Ebenso ist möglich, dass bei einem Einbruch richtige Schlüssel durch die Täter zum Einsatz gebracht werden. Wird ein verschlossenes Behältnis auf diese Weise unbefugt geöffnet, so greift der Versicherungsschutz nur, wenn der verwendete Schlüssel dem Besitzer durch einen bereits zuvor begangenen Einbruchdiebstahl oder eine Beraubung entwendet worden ist. Wird der richtige Schlüssel aber dazu verwendet, in einen Raum einzudringen, so greift die sogenannte „erweiterte Schlüsselklausel“. In diesem Fall ist für das Eintreten der Hausratspolice Voraussetzung, dass der Täter den Schlüssel im Vorfeld mittels eines Raubs oder einfachen Diebstahls — falls der rechtmäßige Besitzer diesen nicht durch fahrlässiges Verhalten mitverschuldet hat — in seinen Besitz gebracht hat. Als Fahrlässigkeit wird in diesem Zusammenhang das Zurücklassen des Schlüssels in einer Jackentasche an der Restaurantgarderobe betrachtet ebenso wie das Deponieren eines Schlüsselbunds im Handschuhfach eines geparkten Wagens. Wird der Schlüsselbesitzer hingegen von einem Komplizen des Täters abgelenkt und der Schlüssel währenddessen aus seiner Tasche entwendet, kann ihm kein fahrlässiges Verhalten angelastet werden.

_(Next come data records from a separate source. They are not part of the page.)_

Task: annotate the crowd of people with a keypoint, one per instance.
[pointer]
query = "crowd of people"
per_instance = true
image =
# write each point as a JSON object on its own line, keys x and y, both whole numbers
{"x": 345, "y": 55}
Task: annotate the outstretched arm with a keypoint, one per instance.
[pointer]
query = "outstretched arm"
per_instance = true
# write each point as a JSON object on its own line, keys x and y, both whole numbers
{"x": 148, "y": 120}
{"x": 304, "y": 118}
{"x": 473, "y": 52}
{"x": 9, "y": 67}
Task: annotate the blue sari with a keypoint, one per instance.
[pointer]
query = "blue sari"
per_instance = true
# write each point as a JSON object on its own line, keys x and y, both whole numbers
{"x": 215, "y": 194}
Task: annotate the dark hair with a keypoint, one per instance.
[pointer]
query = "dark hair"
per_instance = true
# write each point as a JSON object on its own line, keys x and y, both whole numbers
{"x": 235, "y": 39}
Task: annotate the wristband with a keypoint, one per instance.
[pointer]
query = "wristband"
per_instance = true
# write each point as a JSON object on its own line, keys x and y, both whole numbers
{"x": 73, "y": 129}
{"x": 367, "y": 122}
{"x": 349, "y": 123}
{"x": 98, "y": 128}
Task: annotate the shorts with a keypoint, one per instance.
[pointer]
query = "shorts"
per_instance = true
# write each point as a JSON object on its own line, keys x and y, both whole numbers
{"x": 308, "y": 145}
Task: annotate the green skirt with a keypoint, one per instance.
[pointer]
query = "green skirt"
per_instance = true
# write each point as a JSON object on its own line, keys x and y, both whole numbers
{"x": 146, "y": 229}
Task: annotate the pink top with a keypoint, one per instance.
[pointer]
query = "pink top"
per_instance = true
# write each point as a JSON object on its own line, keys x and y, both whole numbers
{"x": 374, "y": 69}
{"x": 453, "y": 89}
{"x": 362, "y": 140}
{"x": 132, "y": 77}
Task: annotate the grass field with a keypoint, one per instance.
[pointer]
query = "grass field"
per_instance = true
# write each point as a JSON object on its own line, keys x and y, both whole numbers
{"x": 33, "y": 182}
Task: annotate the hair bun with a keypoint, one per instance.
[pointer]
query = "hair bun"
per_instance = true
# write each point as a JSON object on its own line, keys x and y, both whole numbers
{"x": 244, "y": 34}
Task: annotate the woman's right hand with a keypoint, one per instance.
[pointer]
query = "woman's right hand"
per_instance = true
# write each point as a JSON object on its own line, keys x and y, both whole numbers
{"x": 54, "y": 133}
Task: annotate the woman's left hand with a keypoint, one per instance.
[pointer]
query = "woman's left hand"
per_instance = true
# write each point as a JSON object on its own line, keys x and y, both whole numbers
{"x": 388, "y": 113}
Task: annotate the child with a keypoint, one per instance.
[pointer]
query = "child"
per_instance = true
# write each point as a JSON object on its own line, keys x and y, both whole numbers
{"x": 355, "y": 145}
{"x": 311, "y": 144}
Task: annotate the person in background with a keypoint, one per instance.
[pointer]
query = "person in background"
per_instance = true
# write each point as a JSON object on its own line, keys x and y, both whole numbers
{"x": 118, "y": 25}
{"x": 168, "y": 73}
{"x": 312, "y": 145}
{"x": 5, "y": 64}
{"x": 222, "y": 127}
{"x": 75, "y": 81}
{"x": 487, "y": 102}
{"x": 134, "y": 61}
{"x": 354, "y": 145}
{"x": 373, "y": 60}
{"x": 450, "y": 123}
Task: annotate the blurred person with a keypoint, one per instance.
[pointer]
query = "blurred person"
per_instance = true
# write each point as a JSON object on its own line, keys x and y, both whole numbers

Wenn sich ein Dieb in den Wohnraum des Versicherungsnehmers einschleicht und dort verborgen hält, so gilt dies ebenfalls als Einbruch. Wartet er beispielsweise in einem Versteck die Abwesenheit der Bewohner ab, um dann Hausrat zu stehlen und sich aus der verschlossenen Wohnung zu befreien, so sind diese Verluste versichert. Dabei ist unbedeutend, wann sich der Täter Zugang zum Versicherungsort verschafft hat. Entscheidend für das Greifen des Versicherungsschutzes ist, dass der Wohnraum zum Zeitpunkt des Entwendens der Gegenstände ordnungsgemäß verschlossen war.